New officer positions were elected; President Amy Collier, Vice President Tammy Long, Secretary Tara Bennett, and Student at Large Jeremy Burnsides were chosen for representation on Tech’s campus.
“For me this organization is a way to meet students I can better relate to outside of school, many of us have children and jobs,” said Collier, senior in child development and family relations. “It’s nice to be able to talk about life with someone who really understands the hardships of being a mom in college. I am 26, so I'm older than most students. I have been in college since fall of 2008. I took three semesters off after I had my daughter in 2012 and came back to finish my CDFR Degree.”
Those who participated in Tuesday’s meeting spoke about how comforting it was to find that there were others students like them on Tech’s campus.

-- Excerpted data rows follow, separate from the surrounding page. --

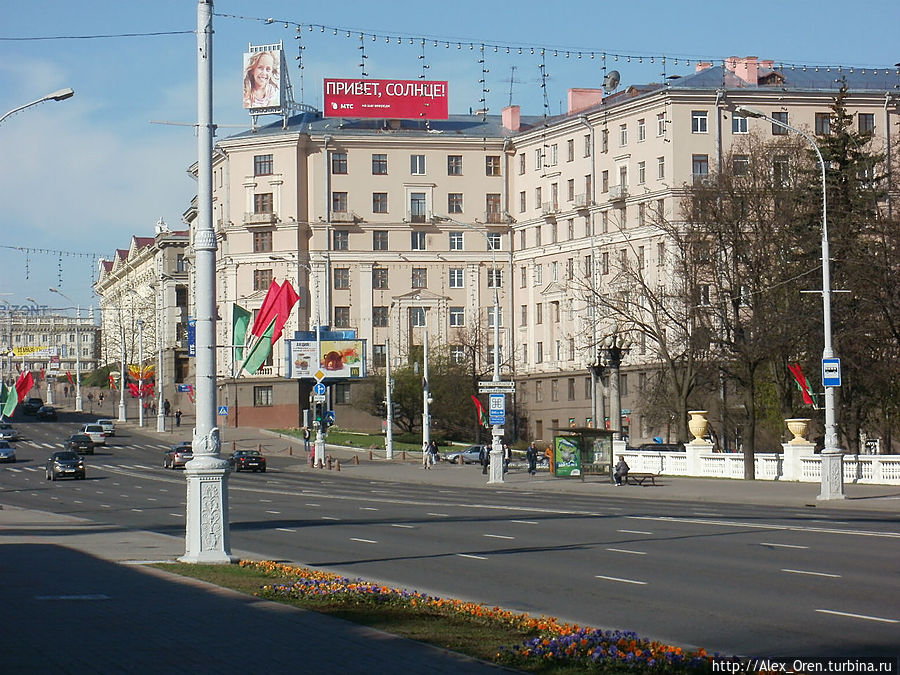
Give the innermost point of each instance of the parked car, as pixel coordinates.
(31, 405)
(470, 455)
(178, 455)
(65, 463)
(8, 432)
(109, 426)
(46, 413)
(247, 460)
(80, 443)
(95, 431)
(7, 452)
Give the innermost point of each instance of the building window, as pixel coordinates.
(342, 317)
(699, 122)
(339, 202)
(342, 278)
(457, 316)
(419, 277)
(379, 277)
(380, 317)
(339, 162)
(340, 240)
(866, 123)
(263, 165)
(379, 202)
(262, 279)
(456, 277)
(738, 124)
(263, 203)
(262, 396)
(379, 240)
(262, 242)
(417, 317)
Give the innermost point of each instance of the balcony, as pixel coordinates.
(618, 192)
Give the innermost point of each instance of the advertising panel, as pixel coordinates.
(388, 99)
(338, 359)
(263, 86)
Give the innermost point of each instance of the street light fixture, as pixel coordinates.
(60, 95)
(78, 407)
(832, 456)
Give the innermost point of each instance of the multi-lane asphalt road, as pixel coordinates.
(738, 579)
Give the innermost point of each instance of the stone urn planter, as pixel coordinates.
(799, 426)
(698, 424)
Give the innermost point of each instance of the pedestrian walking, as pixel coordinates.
(531, 457)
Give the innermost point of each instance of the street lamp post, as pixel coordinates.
(78, 407)
(60, 95)
(832, 456)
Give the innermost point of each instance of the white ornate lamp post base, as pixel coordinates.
(206, 531)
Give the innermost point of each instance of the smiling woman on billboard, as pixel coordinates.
(262, 85)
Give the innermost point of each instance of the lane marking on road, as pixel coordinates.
(767, 526)
(812, 574)
(625, 550)
(858, 616)
(624, 581)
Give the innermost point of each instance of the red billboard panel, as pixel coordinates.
(388, 99)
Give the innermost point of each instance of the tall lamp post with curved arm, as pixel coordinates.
(832, 456)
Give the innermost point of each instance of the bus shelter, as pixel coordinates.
(581, 451)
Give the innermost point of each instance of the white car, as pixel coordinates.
(108, 426)
(96, 432)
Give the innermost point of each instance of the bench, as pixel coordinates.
(640, 478)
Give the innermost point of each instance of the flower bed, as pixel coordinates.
(547, 644)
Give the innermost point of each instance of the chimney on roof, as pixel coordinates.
(581, 98)
(510, 117)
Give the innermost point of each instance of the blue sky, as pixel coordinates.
(83, 175)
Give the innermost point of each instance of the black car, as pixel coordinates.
(46, 413)
(65, 464)
(80, 443)
(32, 405)
(247, 460)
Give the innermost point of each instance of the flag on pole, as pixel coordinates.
(259, 352)
(240, 322)
(479, 409)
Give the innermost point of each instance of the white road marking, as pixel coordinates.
(813, 574)
(624, 581)
(858, 616)
(625, 550)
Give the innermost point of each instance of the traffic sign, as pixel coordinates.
(831, 372)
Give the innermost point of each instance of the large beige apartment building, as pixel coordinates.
(398, 227)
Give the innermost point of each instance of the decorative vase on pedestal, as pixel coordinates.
(799, 426)
(698, 424)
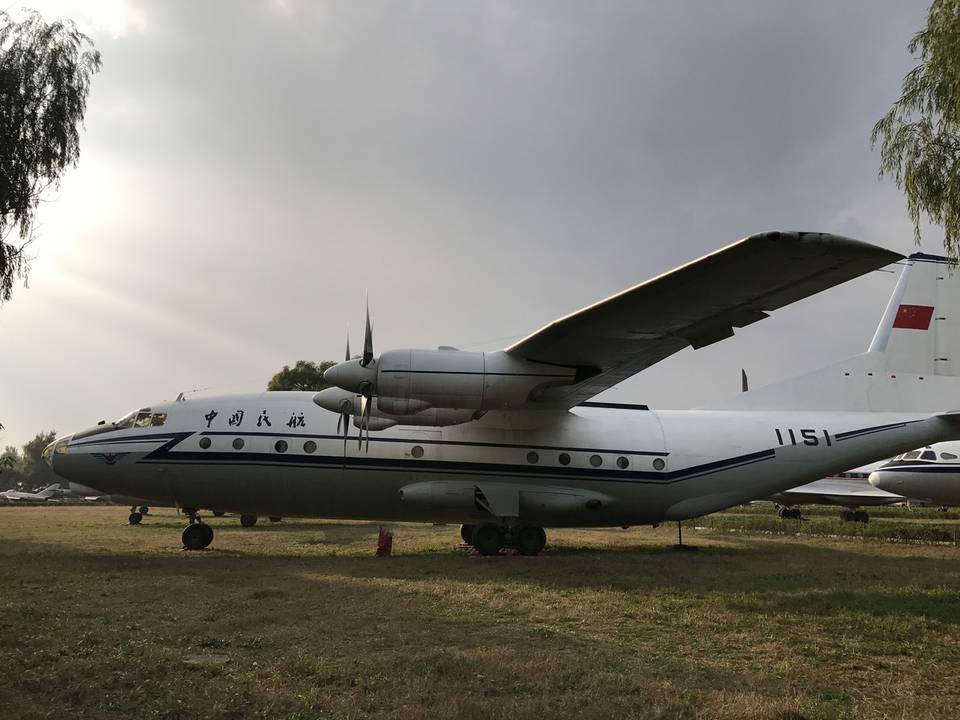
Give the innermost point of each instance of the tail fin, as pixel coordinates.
(912, 364)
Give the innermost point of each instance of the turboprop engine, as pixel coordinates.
(408, 382)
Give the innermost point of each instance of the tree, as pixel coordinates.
(305, 375)
(45, 71)
(920, 136)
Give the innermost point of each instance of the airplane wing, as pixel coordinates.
(697, 304)
(846, 492)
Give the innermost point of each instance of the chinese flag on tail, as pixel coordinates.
(913, 317)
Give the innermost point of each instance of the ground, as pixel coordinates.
(299, 620)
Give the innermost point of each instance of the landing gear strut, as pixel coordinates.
(854, 516)
(196, 535)
(491, 538)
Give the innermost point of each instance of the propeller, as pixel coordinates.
(345, 407)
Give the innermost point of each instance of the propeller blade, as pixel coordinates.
(367, 340)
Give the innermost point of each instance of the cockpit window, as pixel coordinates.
(125, 422)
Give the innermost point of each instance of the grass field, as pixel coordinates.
(299, 620)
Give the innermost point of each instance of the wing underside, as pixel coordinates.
(696, 305)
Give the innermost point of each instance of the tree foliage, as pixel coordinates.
(305, 375)
(24, 468)
(45, 71)
(920, 135)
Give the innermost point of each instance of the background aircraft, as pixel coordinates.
(931, 474)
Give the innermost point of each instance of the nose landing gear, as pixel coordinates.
(196, 535)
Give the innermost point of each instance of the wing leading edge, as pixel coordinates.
(697, 304)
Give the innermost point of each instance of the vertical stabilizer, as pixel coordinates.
(912, 364)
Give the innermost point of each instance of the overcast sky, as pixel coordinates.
(250, 169)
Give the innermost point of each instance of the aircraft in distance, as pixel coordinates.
(850, 490)
(508, 442)
(50, 492)
(931, 474)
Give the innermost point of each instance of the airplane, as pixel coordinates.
(851, 490)
(508, 442)
(50, 492)
(930, 474)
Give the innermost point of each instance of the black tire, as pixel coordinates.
(530, 540)
(197, 536)
(487, 539)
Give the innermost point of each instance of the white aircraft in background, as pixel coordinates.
(851, 490)
(507, 442)
(50, 492)
(931, 474)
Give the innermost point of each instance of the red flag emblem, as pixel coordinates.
(914, 317)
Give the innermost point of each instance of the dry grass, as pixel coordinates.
(299, 620)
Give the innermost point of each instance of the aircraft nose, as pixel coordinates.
(882, 480)
(51, 451)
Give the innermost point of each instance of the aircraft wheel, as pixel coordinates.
(197, 536)
(487, 539)
(530, 540)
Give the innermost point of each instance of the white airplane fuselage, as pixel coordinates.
(592, 466)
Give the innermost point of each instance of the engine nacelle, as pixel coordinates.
(463, 380)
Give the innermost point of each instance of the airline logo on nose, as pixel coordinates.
(914, 317)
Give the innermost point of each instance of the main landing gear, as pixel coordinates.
(491, 538)
(136, 514)
(196, 535)
(848, 515)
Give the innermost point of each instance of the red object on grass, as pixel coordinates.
(384, 543)
(913, 317)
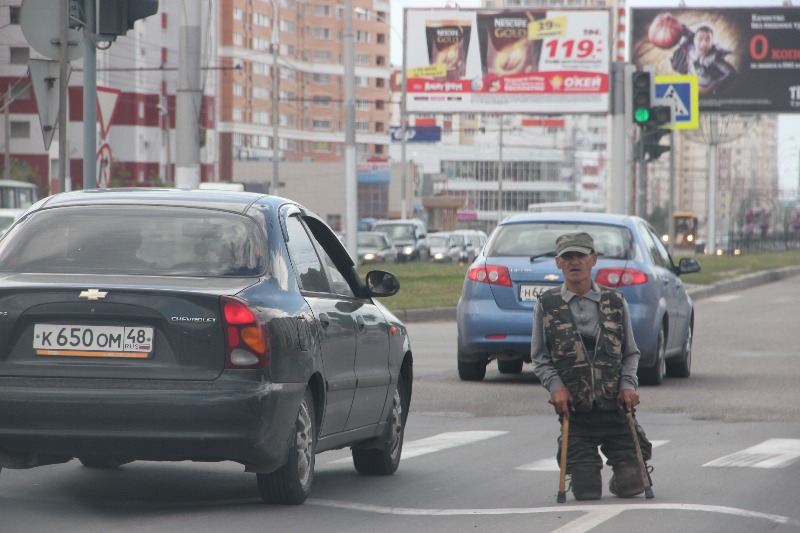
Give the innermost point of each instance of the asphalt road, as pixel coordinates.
(480, 456)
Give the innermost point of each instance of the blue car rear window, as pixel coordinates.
(539, 239)
(146, 240)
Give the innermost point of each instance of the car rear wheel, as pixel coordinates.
(655, 374)
(469, 371)
(682, 368)
(291, 483)
(385, 460)
(509, 366)
(98, 461)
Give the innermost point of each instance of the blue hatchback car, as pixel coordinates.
(495, 311)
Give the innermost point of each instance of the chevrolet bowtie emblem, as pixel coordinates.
(92, 294)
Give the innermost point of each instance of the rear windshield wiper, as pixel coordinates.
(551, 253)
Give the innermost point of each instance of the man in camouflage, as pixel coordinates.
(585, 355)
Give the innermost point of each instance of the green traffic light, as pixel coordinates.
(641, 115)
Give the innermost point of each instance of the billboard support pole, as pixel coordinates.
(620, 118)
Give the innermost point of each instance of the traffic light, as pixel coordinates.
(116, 17)
(648, 146)
(642, 97)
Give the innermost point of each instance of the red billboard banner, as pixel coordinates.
(745, 59)
(508, 61)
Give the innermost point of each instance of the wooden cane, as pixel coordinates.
(648, 491)
(562, 480)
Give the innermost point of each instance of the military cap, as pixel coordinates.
(574, 242)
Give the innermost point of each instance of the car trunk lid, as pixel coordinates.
(104, 326)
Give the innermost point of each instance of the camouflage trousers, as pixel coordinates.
(606, 430)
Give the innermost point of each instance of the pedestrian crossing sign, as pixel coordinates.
(681, 94)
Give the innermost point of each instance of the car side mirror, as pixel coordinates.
(381, 283)
(688, 265)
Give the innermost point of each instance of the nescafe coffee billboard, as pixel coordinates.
(507, 61)
(745, 59)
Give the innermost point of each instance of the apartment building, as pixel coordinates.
(285, 68)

According to Smith, 12 to 14 percent of Tech’s population consist of those 26 years of age or older.
“There’s this huge push by the state to help find ways to get nontraditional students back into school and help them finish their degrees. For the first time I’ve ever known there’s this kind of support being given to the nontraditional students,” said Smith.
Events are being coordinated within the organization for students to meet and support one another.

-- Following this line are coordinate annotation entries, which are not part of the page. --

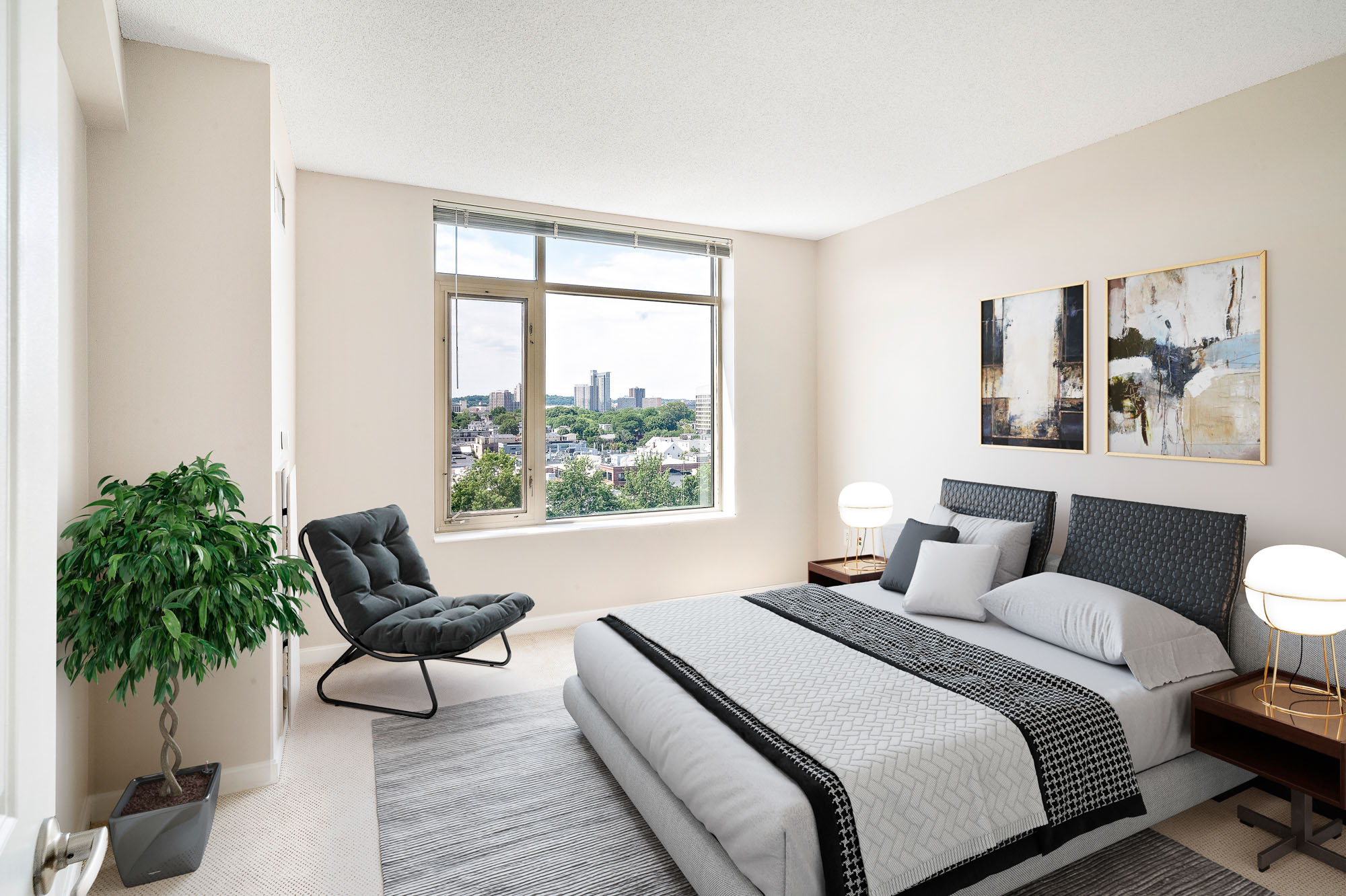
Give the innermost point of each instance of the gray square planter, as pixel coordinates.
(164, 843)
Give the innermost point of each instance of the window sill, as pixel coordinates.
(585, 525)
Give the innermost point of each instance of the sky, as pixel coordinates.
(663, 346)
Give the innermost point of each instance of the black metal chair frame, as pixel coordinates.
(359, 650)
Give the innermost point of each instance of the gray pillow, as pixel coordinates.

“We’re possibly going to reach out and join forces with the Veterans group on campus to see if they’d like to participate with us to have a family day. The students and their families can bring a potluck dish and get together and have fun,” said Smith.
A food crawl was also mentioned by Long.
“I really like the idea of each major bringing a dish! It’s such a great idea for each major to get together with this,” said Long.

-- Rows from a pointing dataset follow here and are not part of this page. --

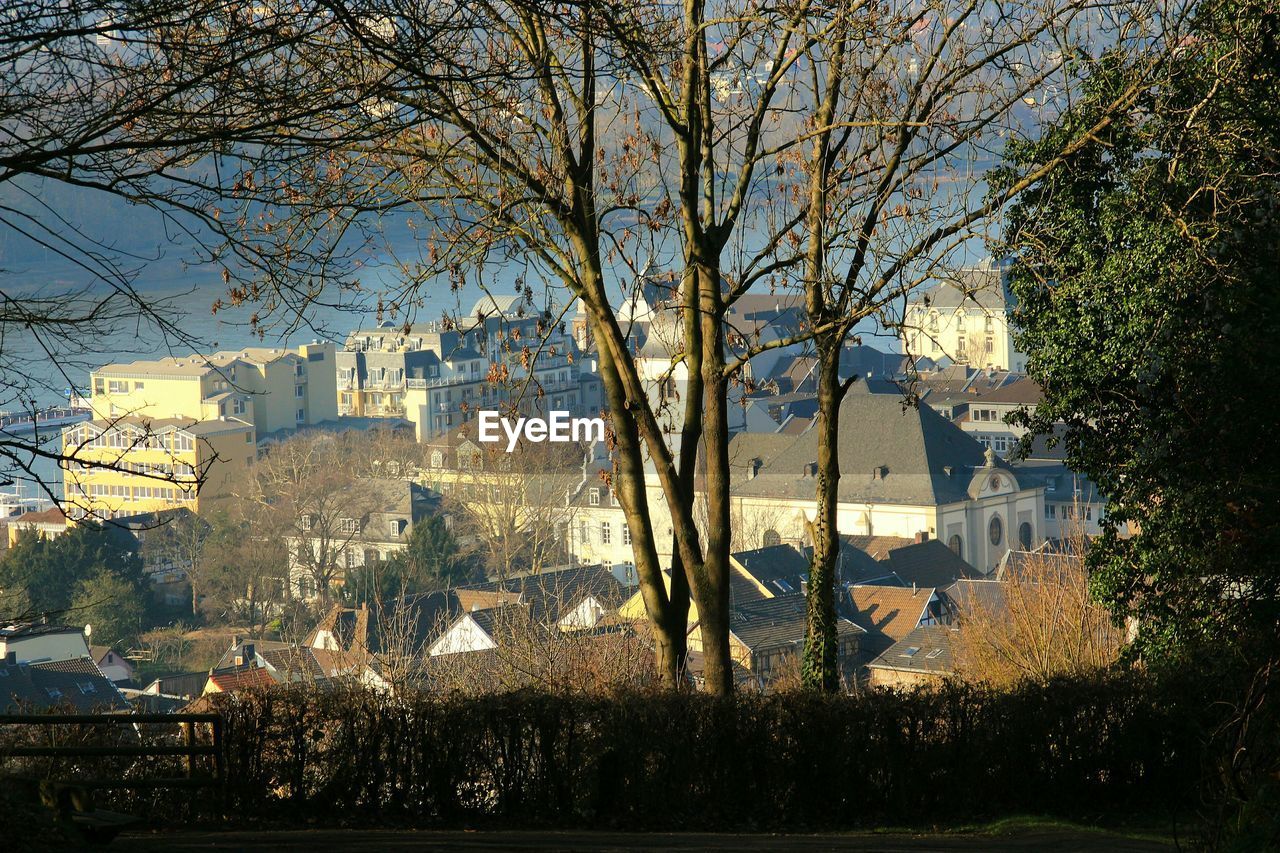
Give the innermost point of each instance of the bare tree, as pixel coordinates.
(515, 507)
(915, 105)
(1040, 623)
(310, 493)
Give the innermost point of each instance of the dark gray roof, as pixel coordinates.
(909, 447)
(778, 568)
(928, 564)
(926, 649)
(76, 683)
(968, 594)
(1023, 392)
(771, 623)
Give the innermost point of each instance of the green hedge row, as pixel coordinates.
(1074, 747)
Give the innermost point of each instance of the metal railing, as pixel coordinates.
(188, 748)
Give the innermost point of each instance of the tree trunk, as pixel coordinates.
(821, 670)
(713, 600)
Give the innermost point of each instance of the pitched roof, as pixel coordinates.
(888, 454)
(982, 594)
(892, 611)
(242, 679)
(926, 649)
(928, 564)
(182, 684)
(1023, 392)
(771, 623)
(781, 569)
(77, 683)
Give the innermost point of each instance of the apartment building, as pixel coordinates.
(438, 375)
(169, 425)
(273, 388)
(132, 464)
(965, 319)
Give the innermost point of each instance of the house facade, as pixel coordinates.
(129, 465)
(964, 319)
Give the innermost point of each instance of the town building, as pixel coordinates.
(905, 470)
(179, 430)
(272, 388)
(923, 657)
(964, 319)
(133, 464)
(369, 524)
(502, 354)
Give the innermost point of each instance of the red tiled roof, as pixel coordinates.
(242, 679)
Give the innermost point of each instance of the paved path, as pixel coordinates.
(1050, 840)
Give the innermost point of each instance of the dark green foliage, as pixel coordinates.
(1146, 272)
(44, 574)
(432, 560)
(679, 760)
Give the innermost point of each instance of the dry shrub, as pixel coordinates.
(1043, 623)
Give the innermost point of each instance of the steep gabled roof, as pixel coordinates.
(772, 623)
(892, 611)
(928, 564)
(888, 454)
(926, 649)
(780, 569)
(74, 683)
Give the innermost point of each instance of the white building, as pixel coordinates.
(964, 319)
(904, 471)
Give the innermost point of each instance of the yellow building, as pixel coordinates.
(155, 464)
(270, 388)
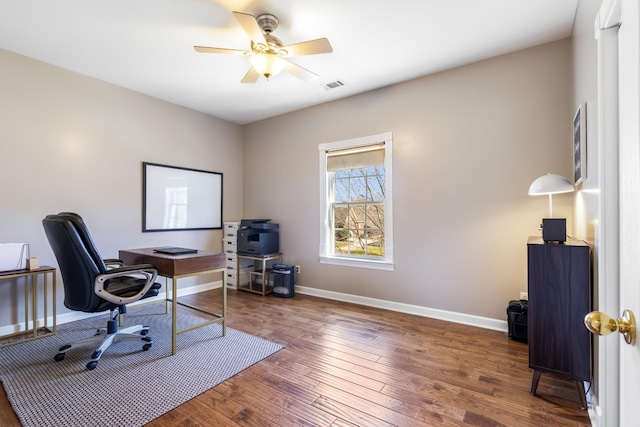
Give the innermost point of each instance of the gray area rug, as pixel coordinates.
(129, 387)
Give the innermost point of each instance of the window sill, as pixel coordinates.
(358, 263)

A mentoring program was discussed and, if put into action, would be available for nontraditional students within the organization who would like to talk with students who have been successful in their career paths who were also nontraditional students.
Those who wish to be a part of the organization are encouraged to join.
“It’s not a lot of work, we don’t ask a lot of our members. We just want to encourage all of the nontraditional students to pop in a meeting and say hi. Having people on campus who you can better relate to makes juggling school, work and life a little less stressful,” said Collier. “I am hoping we can really get this organization off the ground. I am looking forward to having an impact with nontraditional students on campus. I hope we can in some way help every one of them. We have some great plans for this semester, and I hope we keep involvement up and are able to make a difference on campus.”
The next meeting for NTSO will be March 15 at 5 p.m. in Southwest Hall Room 142.